Unfortunately though, running this many partitions affects lookup stages that happen to be using the "entire" partitioning strategy. That required some rework in this job. Since all of our transformation jobs will likely require transformer stages (!) this answer compromises the use of lookup stages, I think, at least if "entire" is being used in them.

In general, though does breaking a single transformer stage into a transformer+modify (as suggested above) provide performance gains? Is this something to try? In other words, should I reserve for the modify stage those transformations that it can do, and then leave only the more involved things for the transformation stage?
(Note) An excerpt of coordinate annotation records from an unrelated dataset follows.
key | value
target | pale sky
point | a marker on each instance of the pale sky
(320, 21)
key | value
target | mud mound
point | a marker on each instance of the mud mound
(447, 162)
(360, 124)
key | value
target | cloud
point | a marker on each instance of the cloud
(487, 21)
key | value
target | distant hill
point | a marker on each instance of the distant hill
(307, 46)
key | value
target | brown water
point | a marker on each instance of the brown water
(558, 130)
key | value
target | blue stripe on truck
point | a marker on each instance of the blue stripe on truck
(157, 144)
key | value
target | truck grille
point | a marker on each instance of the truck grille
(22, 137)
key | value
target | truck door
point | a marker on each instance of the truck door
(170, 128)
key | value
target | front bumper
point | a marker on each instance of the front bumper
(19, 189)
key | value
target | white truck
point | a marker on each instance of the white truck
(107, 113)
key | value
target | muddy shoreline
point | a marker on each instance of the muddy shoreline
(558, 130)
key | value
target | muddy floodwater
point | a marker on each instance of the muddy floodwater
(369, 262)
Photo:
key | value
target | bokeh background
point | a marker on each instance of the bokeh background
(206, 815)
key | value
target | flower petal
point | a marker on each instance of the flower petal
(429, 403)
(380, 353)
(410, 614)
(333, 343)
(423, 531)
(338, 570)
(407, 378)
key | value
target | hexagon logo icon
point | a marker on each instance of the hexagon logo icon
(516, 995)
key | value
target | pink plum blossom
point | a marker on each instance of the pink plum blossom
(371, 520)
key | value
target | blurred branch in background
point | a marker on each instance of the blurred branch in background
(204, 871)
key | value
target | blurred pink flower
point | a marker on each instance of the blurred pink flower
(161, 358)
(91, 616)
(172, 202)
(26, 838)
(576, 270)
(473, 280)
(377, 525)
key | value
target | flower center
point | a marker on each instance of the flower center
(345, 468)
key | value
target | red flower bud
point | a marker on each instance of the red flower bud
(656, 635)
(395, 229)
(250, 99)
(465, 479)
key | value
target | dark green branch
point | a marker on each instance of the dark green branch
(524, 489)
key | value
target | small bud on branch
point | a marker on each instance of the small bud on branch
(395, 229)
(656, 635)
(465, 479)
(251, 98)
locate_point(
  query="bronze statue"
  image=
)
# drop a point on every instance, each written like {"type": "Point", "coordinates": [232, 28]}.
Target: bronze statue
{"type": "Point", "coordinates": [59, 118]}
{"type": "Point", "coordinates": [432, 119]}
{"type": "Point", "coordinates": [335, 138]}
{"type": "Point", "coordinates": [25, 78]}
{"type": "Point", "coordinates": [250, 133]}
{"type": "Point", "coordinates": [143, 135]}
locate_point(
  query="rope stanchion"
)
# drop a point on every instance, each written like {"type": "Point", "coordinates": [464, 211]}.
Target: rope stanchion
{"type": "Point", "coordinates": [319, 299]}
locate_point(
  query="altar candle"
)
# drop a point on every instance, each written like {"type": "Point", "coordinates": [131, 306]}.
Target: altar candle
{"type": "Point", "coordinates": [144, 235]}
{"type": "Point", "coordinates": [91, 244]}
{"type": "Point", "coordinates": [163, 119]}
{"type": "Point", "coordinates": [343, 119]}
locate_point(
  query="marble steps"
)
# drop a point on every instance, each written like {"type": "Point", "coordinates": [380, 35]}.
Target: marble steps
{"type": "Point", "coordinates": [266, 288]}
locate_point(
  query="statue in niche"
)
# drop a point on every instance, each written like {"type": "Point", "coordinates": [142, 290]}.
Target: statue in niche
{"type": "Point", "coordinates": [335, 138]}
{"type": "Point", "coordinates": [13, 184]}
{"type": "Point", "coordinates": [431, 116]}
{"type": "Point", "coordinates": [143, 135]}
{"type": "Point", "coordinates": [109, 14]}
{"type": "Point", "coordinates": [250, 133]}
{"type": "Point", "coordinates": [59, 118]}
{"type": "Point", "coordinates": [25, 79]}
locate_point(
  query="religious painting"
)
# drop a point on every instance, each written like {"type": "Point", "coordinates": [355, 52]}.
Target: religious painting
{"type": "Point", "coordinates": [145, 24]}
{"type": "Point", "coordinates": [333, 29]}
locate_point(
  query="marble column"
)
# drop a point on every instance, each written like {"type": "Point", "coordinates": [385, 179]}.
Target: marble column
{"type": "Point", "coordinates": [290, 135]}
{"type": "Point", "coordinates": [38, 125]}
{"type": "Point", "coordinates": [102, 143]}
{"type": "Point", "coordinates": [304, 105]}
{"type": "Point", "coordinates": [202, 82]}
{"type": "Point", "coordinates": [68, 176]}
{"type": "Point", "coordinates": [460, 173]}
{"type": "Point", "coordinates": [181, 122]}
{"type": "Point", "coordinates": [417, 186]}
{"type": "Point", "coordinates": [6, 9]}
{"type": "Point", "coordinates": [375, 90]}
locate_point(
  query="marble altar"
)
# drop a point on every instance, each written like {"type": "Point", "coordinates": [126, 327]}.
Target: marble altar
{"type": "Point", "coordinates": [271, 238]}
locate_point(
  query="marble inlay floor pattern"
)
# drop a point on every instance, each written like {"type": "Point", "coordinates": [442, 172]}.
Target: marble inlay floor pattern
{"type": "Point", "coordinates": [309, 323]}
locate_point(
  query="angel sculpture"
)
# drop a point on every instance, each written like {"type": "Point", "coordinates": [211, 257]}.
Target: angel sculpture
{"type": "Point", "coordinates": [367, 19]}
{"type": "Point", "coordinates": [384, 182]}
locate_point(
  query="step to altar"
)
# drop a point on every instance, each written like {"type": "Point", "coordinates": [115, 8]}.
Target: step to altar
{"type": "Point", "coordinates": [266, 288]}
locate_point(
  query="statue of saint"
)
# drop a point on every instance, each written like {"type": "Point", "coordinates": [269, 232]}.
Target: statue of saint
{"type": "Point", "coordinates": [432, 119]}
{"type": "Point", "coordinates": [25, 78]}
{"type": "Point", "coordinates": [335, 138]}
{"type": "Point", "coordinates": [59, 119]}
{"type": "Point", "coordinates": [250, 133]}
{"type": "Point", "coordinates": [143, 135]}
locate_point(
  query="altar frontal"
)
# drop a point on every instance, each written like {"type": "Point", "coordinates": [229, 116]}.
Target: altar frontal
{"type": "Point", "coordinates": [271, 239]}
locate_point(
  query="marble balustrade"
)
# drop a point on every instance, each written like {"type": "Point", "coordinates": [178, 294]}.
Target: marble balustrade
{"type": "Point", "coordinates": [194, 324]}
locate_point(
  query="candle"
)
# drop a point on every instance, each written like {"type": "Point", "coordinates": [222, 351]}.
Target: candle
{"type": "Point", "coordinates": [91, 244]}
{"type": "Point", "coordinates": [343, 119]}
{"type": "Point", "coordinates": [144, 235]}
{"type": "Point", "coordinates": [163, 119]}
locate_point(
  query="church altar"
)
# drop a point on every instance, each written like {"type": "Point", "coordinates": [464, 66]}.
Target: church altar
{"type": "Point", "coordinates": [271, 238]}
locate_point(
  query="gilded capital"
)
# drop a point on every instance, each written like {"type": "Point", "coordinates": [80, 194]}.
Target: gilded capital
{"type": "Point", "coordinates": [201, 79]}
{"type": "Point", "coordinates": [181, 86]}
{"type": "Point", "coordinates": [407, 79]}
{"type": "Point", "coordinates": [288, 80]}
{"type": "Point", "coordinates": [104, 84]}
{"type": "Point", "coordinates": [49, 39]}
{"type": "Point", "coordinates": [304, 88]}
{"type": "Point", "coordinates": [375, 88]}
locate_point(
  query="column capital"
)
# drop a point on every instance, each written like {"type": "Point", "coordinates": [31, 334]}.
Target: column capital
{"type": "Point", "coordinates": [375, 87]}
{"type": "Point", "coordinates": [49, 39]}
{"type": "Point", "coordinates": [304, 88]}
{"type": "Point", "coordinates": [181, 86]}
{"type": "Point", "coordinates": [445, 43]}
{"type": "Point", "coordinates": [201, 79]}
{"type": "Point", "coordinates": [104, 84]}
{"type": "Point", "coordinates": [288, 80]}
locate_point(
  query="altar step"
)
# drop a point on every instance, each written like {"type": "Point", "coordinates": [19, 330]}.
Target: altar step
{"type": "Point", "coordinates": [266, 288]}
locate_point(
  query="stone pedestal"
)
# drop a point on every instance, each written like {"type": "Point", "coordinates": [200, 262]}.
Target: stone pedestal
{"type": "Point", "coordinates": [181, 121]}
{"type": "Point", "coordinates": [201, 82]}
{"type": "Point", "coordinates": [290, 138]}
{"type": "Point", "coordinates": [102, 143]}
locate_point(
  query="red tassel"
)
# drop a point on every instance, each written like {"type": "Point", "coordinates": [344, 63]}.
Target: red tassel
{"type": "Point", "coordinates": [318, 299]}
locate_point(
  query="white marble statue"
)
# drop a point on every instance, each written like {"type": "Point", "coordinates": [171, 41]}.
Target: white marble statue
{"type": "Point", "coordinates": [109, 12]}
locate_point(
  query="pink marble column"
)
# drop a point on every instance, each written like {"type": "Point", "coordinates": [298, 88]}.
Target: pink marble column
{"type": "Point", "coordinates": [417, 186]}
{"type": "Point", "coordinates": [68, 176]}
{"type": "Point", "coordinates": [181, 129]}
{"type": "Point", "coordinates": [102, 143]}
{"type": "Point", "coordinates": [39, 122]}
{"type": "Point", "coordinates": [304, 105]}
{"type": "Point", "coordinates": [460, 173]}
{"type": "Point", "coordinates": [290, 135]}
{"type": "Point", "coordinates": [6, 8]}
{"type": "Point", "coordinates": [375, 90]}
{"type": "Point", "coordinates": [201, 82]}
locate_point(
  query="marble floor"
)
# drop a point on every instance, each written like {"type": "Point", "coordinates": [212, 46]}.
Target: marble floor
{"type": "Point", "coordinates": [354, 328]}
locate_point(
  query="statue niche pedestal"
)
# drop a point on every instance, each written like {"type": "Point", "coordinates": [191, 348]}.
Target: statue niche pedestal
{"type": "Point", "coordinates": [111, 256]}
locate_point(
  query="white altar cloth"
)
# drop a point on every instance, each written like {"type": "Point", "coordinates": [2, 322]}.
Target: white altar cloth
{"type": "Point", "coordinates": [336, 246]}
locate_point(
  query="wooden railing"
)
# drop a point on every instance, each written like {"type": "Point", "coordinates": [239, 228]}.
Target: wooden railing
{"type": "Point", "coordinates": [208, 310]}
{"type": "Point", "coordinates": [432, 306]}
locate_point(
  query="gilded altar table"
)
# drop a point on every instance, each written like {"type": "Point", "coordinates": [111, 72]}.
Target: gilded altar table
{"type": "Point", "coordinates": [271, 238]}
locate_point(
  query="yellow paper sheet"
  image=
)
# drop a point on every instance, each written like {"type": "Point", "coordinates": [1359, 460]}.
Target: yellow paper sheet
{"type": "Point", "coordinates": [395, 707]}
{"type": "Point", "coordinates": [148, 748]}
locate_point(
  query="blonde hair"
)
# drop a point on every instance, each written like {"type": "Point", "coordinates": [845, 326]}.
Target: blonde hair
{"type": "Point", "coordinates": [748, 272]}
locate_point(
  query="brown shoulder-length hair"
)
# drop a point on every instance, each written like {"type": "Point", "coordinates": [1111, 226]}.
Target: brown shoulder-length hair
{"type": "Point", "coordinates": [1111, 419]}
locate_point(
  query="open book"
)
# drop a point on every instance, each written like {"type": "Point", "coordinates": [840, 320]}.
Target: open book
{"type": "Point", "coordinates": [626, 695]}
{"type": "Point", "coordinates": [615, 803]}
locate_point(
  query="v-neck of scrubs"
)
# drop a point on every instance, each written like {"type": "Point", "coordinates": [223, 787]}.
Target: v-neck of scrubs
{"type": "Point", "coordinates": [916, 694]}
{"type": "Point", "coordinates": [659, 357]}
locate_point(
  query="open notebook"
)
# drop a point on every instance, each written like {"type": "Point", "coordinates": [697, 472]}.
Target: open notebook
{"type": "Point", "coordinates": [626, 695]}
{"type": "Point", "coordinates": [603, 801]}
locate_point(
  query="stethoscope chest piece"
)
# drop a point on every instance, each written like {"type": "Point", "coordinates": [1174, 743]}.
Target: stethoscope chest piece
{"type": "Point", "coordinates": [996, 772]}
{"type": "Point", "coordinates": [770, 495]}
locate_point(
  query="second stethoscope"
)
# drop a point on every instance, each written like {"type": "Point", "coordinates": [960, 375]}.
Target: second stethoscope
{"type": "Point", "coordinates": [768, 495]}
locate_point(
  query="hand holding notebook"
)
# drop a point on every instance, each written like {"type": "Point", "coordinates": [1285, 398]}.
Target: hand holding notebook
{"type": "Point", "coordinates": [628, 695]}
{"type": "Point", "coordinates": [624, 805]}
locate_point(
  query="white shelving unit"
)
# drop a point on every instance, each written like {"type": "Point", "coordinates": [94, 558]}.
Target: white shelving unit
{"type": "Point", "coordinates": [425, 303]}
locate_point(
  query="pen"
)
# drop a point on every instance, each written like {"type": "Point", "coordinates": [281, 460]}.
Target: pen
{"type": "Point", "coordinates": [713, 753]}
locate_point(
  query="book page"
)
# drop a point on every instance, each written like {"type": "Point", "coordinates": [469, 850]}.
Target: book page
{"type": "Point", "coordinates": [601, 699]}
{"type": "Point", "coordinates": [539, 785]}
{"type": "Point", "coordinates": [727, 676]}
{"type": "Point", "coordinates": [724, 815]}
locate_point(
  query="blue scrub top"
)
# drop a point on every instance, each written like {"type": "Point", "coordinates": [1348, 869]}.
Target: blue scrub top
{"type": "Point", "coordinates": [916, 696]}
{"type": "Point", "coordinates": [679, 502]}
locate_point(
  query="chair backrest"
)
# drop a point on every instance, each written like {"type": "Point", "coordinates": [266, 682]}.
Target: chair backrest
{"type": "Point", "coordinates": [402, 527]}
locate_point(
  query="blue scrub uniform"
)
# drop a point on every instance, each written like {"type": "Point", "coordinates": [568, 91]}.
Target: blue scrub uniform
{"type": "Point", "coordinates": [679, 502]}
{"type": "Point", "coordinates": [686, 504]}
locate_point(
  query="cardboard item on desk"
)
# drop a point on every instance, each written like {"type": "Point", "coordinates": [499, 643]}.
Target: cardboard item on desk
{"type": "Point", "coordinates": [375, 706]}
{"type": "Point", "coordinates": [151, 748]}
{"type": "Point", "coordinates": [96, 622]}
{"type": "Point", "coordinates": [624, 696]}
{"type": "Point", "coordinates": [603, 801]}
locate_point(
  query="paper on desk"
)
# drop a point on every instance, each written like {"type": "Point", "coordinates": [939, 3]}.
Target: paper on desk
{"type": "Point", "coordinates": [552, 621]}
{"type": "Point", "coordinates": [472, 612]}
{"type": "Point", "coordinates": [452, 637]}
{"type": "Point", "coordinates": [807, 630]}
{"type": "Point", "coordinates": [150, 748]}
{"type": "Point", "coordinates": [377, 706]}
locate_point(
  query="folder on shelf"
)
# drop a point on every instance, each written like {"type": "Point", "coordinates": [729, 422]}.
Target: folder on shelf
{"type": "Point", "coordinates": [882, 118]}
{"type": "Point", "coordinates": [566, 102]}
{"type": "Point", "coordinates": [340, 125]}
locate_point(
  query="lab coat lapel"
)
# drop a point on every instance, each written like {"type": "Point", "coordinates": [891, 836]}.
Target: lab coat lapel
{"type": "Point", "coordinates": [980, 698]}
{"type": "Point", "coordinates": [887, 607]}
I'm not sure why this would help as the transformer has to load all the rows anyway. Usually picking something up once is better than twice.

I can see coming up with some involved parallel transformer paths with each transformer only operating on rows that it needs to, followed by a funnel, with modify handling the bulk of the work.

Doug

Posted: Thu Jul 15, 2010 2:37 pm
by ray.wurlod
If you're using SMP architecture Entire partitioning is essentially free - one copy of the Data Set is emplaced in shared memory and used by all nodes.

Posted: Fri Jul 16, 2010 2:33 pm
by dougcl
ray.wurlod wrote:If you're using SMP architecture Entire partitioning is essentially free - one copy of the Data Set is emplaced in shared memory and used by all nodes.
Good to know Ray, thanks. It appears that our system is not, uh, utilizing this feature at the moment.